Testing
InitRunner includes built-in tools for testing agents before deploying them: schema validation, dry-run mode (no API calls), and an eval-style test suite runner.
Validation
Validate a role YAML against the schema without running the agent:
initrunner validate role.yamlThis checks:
- YAML syntax and structure
- Required fields (
apiVersion,kind,metadata.name,spec.role) - Field types and value ranges (e.g.
temperaturebetween 0.0 and 2.0) - Tool configurations (valid types, required fields per type)
- Skill references (file exists, frontmatter is valid)
- Trigger configurations (valid cron expressions, valid paths)

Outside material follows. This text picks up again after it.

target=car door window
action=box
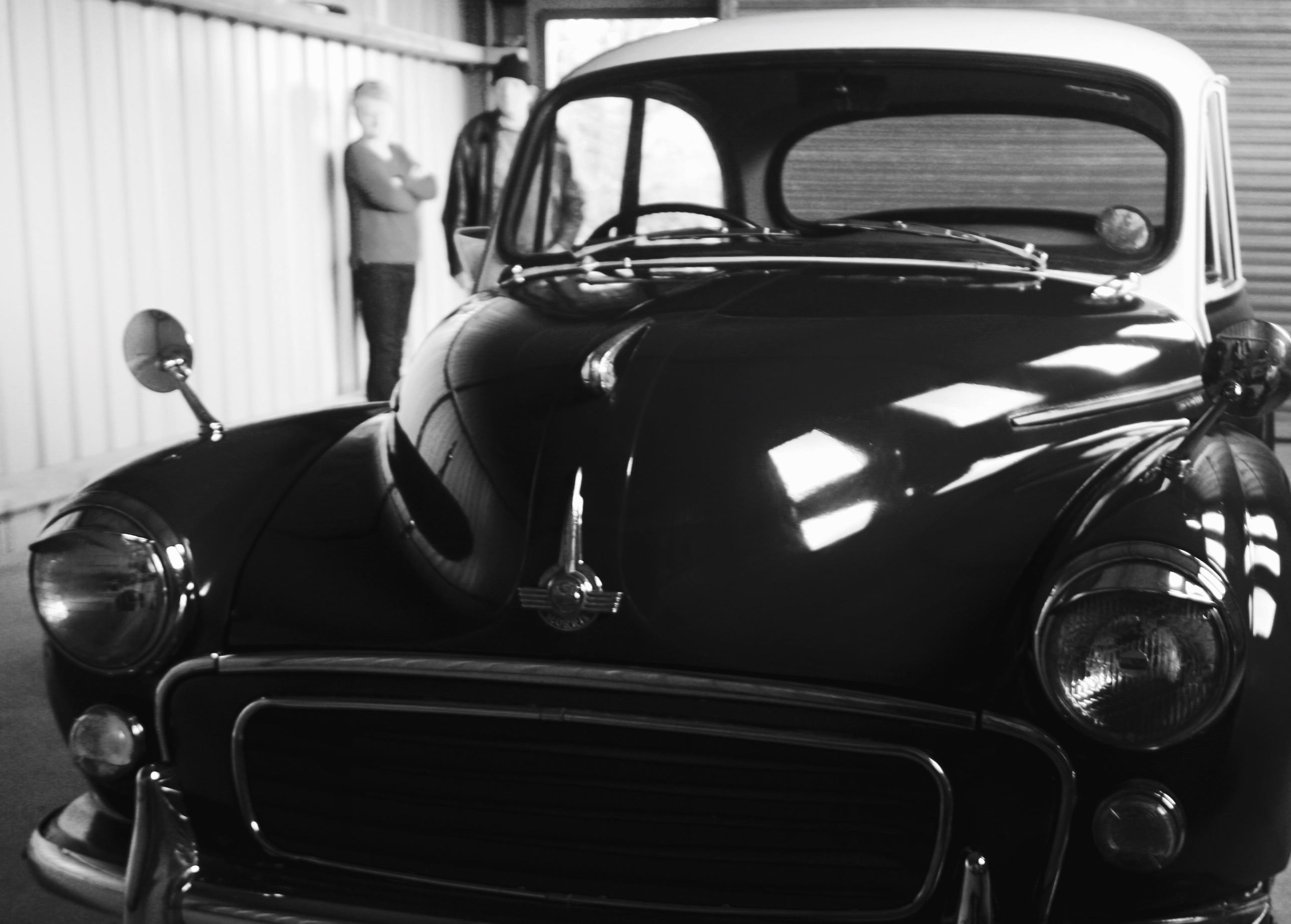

- Security policy structure
Validation exits with code 0 on success and non-zero on failure, making it suitable for CI pipelines.
Dry-Run Mode
Run an agent without making any LLM API calls:
initrunner run role.yaml --dry-run -p "Test prompt"Dry-run mode replaces the configured model with a TestModel that returns deterministic placeholder responses. This lets you verify:
- Tool registration and discovery
- Trigger configuration and startup
- Memory system initialization
- Skill loading and merging
- Guardrail enforcement logic
- Sink configuration
No API keys are required and no tokens are consumed. Use dry-run mode during development to catch configuration errors before spending on API calls.
Test Suites
The initrunner test command runs structured test suites against an agent using an eval framework.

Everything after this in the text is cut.